To ensure correctness, each operation is bundled with a minimal amount of metadata, or **causal context** (`AddCtx`).
This context contains a **`VClock`**, which captures the complete history of events the replica has seen.
This history is then used to generate a **`Dot`**, which functions as a Hybrid Logical Clock (HLC) timestamp for the operation.
This single `Dot` provides both **idempotency** (due to its uniqueness) and **causal ordering** (as its internal counter is guaranteed to be greater than any previously seen event).
This robust, unified mechanism is what relaxes the network requirements from complex `exactly-once`, `causal-ordered` delivery to a simpler `at-least-once`, `unordered` model.
The core components that enable this design are:

-  **`Dot` (Unique Operation Identity):** A tuple of `(ActorId, counter)` that serves as a causally-aware, globally unique timestamp. The `counter` is a monotonically increasing logical time generated using HLC logic, while the `ActorId` acts as a tie-breaker.
-  **`VClock` (Causal History):** A map of `ActorId` to the latest `counter` seen from that actor. It captures a replica's knowledge of the system's history and provides the input needed to generate new HLC timestamps.
-  **`AddCtx` (The Causal Context):** The struct containing the `Dot` (the event's timestamp) and the `VClock` (the historical context) that travels with every operation.
-  **`Replica` (The Actor State):** A user-facing wrapper that manages the CRDT state, the actor's local `VClock`. It is responsible for generating new HLC timestamps for each local operation.
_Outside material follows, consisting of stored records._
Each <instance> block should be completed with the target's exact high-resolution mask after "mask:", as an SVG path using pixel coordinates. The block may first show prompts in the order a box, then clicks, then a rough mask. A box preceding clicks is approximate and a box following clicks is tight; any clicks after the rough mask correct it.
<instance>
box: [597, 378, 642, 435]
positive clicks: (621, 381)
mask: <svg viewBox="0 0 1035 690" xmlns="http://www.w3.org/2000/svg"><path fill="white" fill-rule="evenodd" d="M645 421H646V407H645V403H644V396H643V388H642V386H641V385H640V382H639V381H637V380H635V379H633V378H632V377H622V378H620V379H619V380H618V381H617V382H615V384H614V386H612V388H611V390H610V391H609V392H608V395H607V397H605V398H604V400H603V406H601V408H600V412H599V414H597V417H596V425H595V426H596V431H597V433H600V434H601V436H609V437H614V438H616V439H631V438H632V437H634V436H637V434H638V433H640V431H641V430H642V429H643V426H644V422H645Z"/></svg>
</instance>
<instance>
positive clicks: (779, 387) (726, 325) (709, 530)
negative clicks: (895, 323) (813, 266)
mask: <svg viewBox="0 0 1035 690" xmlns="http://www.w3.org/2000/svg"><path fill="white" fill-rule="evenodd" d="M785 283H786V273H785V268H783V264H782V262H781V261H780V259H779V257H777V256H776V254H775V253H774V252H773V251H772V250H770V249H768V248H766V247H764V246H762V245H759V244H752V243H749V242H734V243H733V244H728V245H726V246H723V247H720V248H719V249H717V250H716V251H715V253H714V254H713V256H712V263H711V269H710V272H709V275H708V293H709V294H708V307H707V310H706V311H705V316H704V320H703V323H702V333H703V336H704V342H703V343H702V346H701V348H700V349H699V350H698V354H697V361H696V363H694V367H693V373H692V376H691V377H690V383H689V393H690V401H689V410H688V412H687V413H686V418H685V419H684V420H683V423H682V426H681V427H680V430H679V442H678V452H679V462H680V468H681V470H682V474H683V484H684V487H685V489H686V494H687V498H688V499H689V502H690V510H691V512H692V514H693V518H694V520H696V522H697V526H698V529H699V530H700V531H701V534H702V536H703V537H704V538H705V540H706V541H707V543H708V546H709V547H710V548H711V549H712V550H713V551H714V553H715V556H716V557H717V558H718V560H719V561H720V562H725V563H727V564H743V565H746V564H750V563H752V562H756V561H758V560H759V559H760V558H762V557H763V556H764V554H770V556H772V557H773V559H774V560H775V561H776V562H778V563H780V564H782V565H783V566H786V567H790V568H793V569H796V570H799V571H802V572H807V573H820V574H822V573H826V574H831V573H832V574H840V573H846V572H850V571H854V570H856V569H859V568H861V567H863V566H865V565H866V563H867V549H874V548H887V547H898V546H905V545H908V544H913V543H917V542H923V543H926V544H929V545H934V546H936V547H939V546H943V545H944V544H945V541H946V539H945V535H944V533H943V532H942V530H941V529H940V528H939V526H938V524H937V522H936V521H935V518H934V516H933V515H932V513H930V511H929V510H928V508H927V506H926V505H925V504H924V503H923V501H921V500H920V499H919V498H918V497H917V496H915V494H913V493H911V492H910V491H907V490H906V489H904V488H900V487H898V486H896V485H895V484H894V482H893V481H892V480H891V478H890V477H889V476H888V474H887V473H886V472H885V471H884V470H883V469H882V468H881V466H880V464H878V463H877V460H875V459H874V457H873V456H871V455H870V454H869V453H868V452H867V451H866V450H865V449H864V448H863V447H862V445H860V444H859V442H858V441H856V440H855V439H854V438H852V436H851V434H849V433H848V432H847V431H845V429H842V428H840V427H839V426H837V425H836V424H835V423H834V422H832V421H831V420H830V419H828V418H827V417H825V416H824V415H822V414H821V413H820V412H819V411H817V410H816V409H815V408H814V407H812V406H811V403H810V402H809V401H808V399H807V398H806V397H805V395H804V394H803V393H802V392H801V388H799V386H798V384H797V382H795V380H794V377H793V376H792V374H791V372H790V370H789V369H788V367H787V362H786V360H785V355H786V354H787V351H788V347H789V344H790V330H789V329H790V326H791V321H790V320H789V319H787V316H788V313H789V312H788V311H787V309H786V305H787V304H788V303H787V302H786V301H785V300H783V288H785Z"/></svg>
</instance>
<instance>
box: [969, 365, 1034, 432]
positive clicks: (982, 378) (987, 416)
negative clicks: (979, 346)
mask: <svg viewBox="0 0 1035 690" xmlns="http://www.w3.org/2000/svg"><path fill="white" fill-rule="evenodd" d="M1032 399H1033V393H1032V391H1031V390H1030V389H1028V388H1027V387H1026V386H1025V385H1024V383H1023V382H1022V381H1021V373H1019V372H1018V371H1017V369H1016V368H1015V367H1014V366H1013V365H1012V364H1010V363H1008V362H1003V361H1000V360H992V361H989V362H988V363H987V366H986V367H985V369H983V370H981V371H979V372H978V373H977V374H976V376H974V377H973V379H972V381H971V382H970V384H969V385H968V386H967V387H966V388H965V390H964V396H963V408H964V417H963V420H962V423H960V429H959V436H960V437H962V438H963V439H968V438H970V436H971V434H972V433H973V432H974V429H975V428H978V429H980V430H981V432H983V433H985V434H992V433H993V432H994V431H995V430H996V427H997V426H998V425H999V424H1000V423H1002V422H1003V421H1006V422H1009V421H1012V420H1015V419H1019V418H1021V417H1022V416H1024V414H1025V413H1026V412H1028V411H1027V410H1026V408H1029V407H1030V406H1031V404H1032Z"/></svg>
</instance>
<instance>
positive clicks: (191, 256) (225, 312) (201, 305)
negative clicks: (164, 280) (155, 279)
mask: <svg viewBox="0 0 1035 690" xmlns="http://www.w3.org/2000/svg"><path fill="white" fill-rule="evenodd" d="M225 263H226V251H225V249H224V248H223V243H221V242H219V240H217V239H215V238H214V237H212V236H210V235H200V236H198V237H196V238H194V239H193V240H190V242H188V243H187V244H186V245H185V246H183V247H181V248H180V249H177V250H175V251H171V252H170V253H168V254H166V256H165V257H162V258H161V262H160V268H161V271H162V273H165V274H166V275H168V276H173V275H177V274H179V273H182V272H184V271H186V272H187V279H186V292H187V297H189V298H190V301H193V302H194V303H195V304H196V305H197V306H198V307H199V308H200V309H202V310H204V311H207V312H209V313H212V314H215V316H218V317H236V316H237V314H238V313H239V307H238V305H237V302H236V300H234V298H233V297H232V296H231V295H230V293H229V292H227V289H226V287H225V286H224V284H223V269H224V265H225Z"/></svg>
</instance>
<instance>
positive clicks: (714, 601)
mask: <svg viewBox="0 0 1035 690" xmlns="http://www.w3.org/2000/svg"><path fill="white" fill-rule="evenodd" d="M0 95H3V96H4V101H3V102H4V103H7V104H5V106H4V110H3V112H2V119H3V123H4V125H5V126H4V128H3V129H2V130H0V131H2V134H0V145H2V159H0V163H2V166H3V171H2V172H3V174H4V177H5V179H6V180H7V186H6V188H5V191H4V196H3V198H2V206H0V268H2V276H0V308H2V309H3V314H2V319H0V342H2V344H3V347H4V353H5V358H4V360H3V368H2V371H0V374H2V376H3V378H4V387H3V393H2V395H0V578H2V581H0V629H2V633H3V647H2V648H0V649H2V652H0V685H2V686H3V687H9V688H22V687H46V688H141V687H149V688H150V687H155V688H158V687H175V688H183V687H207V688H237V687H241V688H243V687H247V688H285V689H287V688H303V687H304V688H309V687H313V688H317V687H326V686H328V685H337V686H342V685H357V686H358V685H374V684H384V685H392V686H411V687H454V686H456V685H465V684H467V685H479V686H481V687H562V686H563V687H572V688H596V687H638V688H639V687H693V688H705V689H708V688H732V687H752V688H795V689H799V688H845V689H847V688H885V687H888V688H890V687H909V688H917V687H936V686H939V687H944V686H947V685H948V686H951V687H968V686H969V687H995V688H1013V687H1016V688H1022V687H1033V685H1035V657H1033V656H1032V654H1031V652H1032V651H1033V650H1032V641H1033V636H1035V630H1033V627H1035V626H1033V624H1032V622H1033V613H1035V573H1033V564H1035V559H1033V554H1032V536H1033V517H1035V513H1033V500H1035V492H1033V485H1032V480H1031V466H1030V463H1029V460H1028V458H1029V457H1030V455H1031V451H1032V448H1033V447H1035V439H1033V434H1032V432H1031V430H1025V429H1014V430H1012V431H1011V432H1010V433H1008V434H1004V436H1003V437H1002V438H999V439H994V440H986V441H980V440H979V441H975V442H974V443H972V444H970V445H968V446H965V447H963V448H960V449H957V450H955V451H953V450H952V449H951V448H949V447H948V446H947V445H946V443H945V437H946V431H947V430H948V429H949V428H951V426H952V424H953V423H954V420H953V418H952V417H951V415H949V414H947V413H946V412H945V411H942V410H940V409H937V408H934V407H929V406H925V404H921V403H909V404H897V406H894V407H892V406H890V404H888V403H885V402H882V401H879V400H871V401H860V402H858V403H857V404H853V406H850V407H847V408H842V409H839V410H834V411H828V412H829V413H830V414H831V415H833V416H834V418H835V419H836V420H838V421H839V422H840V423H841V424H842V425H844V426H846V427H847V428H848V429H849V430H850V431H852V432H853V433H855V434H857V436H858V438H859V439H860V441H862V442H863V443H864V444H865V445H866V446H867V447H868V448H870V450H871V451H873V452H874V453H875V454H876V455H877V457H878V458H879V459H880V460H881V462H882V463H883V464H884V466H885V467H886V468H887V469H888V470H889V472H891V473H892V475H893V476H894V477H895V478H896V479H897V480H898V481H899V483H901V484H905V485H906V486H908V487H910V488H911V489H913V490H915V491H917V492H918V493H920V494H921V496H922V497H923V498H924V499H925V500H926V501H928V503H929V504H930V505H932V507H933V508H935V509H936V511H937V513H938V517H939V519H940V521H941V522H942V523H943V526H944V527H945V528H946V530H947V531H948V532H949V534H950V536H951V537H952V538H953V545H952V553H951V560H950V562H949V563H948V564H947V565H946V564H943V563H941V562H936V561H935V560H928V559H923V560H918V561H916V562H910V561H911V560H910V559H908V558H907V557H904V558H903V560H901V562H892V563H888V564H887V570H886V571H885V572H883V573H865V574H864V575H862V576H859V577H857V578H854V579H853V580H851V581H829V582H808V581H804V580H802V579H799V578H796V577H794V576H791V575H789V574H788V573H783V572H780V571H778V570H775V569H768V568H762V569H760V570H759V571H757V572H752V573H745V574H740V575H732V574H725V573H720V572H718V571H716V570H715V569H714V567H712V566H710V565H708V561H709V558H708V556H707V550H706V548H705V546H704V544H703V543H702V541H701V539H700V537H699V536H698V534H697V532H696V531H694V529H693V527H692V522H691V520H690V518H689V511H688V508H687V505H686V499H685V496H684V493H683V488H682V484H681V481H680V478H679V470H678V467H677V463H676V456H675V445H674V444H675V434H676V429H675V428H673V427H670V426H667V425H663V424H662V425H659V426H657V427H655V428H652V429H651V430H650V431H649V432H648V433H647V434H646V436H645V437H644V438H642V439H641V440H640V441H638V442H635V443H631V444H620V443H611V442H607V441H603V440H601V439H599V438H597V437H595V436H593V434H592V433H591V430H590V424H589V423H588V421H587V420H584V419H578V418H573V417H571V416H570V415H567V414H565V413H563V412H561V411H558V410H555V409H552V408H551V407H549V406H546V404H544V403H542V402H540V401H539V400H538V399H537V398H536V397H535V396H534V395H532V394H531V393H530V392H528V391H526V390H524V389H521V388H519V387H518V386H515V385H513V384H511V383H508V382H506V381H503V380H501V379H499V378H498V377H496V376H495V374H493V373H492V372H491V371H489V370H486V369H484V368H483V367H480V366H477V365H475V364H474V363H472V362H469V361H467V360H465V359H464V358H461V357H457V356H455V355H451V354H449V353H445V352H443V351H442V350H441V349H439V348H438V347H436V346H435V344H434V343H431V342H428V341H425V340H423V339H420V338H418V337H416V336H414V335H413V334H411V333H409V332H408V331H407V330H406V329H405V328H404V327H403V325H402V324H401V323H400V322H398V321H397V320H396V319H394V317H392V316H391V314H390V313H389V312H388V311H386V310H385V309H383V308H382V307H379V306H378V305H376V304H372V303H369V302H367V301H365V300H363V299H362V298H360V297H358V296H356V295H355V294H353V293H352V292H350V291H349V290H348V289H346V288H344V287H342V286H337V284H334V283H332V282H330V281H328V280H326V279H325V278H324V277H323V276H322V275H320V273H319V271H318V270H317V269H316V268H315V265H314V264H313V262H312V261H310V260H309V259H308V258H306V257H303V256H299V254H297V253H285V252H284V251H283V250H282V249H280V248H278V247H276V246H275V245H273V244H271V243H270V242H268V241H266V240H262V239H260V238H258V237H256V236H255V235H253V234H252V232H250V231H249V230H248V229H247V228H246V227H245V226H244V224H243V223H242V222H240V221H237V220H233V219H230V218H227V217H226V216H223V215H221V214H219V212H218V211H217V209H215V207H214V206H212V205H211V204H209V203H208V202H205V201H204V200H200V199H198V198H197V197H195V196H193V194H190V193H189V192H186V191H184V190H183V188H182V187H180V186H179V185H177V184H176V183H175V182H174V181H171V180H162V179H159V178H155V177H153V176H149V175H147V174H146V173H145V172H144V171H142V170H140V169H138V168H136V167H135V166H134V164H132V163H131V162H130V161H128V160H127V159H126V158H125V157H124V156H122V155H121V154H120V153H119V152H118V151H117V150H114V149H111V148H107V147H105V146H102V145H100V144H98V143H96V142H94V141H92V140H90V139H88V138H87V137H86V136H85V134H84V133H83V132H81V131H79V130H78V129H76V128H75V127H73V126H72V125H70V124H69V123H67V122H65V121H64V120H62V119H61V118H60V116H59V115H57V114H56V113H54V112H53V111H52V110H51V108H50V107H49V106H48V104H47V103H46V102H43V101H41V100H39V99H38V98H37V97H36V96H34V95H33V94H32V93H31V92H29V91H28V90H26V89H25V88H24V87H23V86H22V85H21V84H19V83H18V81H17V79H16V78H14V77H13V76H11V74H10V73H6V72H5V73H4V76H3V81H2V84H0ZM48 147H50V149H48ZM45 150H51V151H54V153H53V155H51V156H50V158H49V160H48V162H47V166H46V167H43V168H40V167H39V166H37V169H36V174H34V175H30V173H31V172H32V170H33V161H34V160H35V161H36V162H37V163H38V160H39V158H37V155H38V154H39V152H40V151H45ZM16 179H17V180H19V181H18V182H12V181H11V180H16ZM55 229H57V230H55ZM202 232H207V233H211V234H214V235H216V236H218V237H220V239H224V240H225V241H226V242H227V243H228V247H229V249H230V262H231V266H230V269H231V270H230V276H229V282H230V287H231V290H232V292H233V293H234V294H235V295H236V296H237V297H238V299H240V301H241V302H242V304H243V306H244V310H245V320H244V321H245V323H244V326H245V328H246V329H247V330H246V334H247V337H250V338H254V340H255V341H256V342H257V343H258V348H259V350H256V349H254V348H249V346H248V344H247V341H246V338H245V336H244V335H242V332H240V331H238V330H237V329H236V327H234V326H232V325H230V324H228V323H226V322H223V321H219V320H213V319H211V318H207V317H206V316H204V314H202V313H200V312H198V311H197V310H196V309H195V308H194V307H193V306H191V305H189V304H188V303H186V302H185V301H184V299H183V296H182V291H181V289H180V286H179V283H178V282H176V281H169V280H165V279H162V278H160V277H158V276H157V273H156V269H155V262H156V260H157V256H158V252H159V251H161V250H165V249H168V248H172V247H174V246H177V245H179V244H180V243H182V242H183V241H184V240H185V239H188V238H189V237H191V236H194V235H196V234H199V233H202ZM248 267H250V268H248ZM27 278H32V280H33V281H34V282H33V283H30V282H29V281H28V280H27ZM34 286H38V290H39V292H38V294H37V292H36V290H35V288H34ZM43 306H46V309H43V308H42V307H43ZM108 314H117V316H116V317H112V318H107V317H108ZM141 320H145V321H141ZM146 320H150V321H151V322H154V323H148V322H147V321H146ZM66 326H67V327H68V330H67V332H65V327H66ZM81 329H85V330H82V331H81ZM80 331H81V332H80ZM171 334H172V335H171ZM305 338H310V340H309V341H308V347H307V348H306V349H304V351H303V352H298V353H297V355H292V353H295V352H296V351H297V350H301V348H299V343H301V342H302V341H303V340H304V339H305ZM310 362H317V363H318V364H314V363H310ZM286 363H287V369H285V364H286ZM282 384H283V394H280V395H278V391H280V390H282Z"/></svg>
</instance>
While the causal context adds a small overhead to each operation, the payload typically remains significantly smaller than synchronizing the full state of a CvRDT. This design provides the efficiency of an operation-based system with the flexibility to also merge full states, which is useful for an initial sync or for reconciling replicas that have been offline for extended periods.

## Implemented CmRDTs

- **`GCounter`**: A Grow-Only Counter.
- **`PNCounter`**: A Positive-Negative Counter.
- **`LWWRegister`**: A Last-Write-Wins Register.

## Testing ⚕

This library is tested using a combination of:

- **Unit tests** for core logic within each module.
- **Property-based tests** with `proptest` to rigorously verify that the CRDTs adhere to their mathematical properties (commutativity, associativity, idempotence) across a wide range of randomized scenarios.

## Roadmap 𖤓

The near-term goals for this library are:

- [ ] Implement `GSet` (Grow-Only Set).
- [ ] Implement `OrSet` (Observed-Remove Set).
- [ ] Implement `RGA` (Replicable Growable Array).

## License

This project is licensed under the MIT License. See the `LICENSE-MIT` file for details.